Özellikle okul öncesinde ay farkı bile çocuklar arasında inanılmaz gelişim farklılığı gösterirken, çocuklardan eş zamanlı ve birlikte hareket edecekleri bir performans beklemek ne kadar anlamlıdır? Yıl sonu gösterisine hazırlanırken, yapamayan öğrenciyi zorlamak, yapabileni iyi örnek olarak göstermek, sadece gelişimsel özelliğinden dolayı yapabileni ödüllendirirken aslında otomatik olarak yapamayanı cezalandırıyor olmaktır. Siz gösteriyi izlemeye gittiğinizde nerede duracağı çekiştirilerek gösterilen çocuklara, sessizce beklemeleri gerektiği perdenin arkasında sinirli bir biçimde anlatılmaktadır. Kıpırdama, yapma, sus… Siz sahne dekorunu incelerken (el becerisi gelişmiş öğretmenlerce hazırlanmış, çocuk ürünü olmayan) ve kameranızın bataryasını kontrol ederken çocuğunuz arka planda örselenmeye devam etmektedir. Perde açılacak, kendi çocukları çıkınca sahne önüne kadar gelip, cep telefonuna sarılacak, dönüp bakılmayacak yüzlerce fotoğraflar çekilecek ve gösteri bitince çılgınca alkışlanacaktır. Bu toplamda bir saatlik gösterinin öncesindeki bir yılda çocukların ne kadar örselendiğini kimse düşünmeyecektir. Yaş seviyesinden dolayı sade olması beklenen bu gösteriler, broadway müzikali ciddiyetinde önemsenecek, aynı şarkılar çocuklara yüzlerce kez dinletilecek, aynı hareketler yüzlerce kez tekrar ettirilecektir. Çıkan bir saatlik ürünün alkış arkasında kalan kaybının hesabını kimse tutmayacaktır.
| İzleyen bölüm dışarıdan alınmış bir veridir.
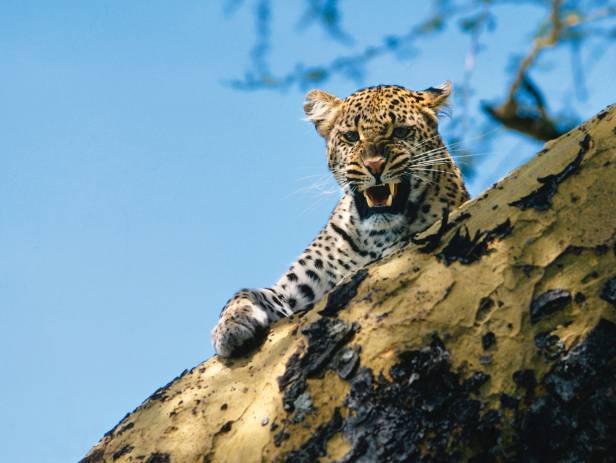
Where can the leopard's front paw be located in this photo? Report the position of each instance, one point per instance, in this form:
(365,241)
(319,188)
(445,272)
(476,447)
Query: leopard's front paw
(242,326)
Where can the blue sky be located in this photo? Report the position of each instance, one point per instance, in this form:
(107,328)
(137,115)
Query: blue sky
(138,192)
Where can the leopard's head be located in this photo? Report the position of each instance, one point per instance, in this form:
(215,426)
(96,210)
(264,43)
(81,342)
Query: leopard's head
(376,138)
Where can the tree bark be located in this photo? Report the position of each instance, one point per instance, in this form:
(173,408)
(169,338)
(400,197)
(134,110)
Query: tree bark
(491,338)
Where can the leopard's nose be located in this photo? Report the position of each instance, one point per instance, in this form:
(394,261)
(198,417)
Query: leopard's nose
(375,165)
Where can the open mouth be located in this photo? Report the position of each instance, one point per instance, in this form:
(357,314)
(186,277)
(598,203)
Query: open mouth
(381,195)
(386,198)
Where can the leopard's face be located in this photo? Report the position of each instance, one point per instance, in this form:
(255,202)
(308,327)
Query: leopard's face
(376,140)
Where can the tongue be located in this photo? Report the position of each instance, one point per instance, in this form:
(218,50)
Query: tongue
(378,195)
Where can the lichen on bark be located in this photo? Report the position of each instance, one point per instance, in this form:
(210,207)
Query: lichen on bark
(491,338)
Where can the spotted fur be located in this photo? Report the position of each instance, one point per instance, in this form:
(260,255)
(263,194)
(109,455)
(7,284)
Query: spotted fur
(376,136)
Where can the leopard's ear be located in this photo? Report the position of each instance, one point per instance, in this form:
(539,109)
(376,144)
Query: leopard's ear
(436,97)
(321,109)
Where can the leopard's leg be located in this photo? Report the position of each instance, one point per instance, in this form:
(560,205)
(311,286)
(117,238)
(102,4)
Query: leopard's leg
(245,320)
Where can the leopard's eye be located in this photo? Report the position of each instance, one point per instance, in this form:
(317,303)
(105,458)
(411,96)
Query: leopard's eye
(401,132)
(351,136)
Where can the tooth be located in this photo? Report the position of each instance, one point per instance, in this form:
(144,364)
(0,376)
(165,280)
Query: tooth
(393,189)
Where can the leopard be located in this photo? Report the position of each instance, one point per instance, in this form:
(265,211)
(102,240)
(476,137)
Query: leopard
(397,179)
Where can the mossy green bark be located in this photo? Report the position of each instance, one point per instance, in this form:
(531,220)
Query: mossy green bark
(481,316)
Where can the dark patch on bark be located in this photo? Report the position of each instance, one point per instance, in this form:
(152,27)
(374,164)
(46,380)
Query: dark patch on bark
(476,380)
(325,337)
(608,292)
(509,401)
(125,450)
(466,249)
(549,302)
(345,362)
(579,369)
(549,345)
(541,198)
(527,380)
(158,457)
(340,297)
(315,447)
(424,414)
(225,428)
(576,419)
(488,340)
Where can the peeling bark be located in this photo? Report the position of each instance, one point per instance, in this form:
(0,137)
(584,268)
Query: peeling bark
(491,338)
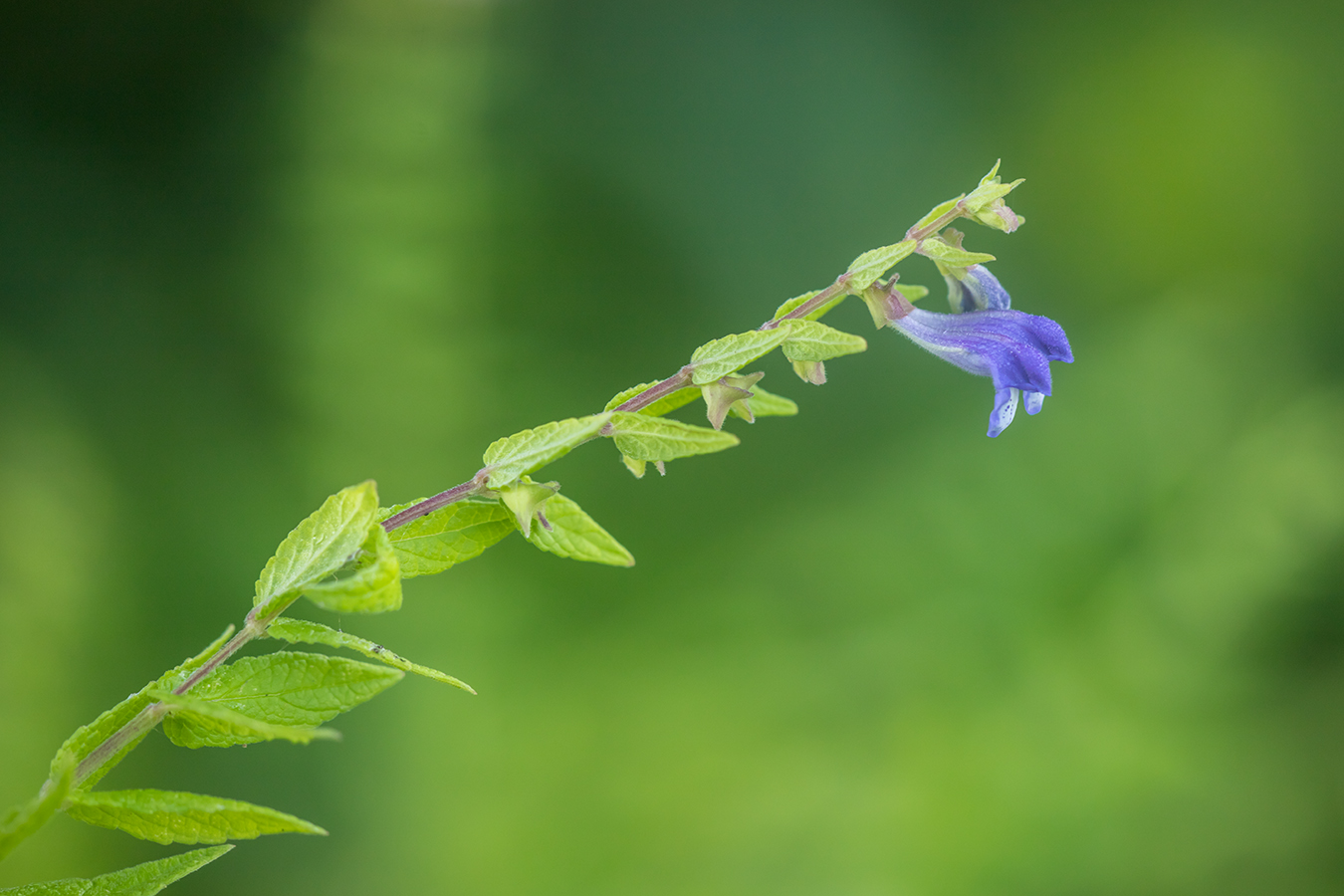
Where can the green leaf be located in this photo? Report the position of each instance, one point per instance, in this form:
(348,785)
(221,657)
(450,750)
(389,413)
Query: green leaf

Şimdi siz, izlemiş olduğunuz harika yıl sonu gösterilerini örnek vererek, “Biz çok güzel gösteriler izlemiştik” diyebilirsiniz. Sorun da tam burada başlıyor: İzleyenin iyi olarak nitelendirdiği bir gösterinin ortaya çıkışında çocukların yaşadıkları süreç önemlidir. Sahnede sergilenene iyi diyebilmenin yolu, sahne arkası sürecinin çocuk merkezli yapılandırılmasıdır. Nedir çocuk merkezli yapılandırma? Eğitim öğretim yaşantısındaki sürecin sahneye yansıtılmasıdır. Sonuçta ortaya çıkacak performansın önemsenmediği, çocukların neyi sahnelemek ya da göstermek istediklerine karar verdiği, yetişkin öğretmenlerin ise sadece yol gösterdiği ortamlardır önemli olan. Her çocuktan aynı performası beklemek yerine çocukların bireysel farklılıklarını zenginlik olarak yansıtabilmektir asıl olan. Seçilen gösteriye çocukların karar verdiği, rollerin çocuklar tarafından seçildiği, kurgunun çocuklar tarafından yapılandırıldığı, sahnedeki her dekorun buram buram çocuk ürünü koktuğu gösteridir önemli olan. Böyle bir gösteri elbette brodway müzikali kalitesinde olmayacaktır ama belki de brodway müzikalinde oynayacak örselenmemiş çocukların yetişmesine olanak sağlayacak sürecin önünü açacaktır. Böyle bir gösteri izlemek mümkün müdür?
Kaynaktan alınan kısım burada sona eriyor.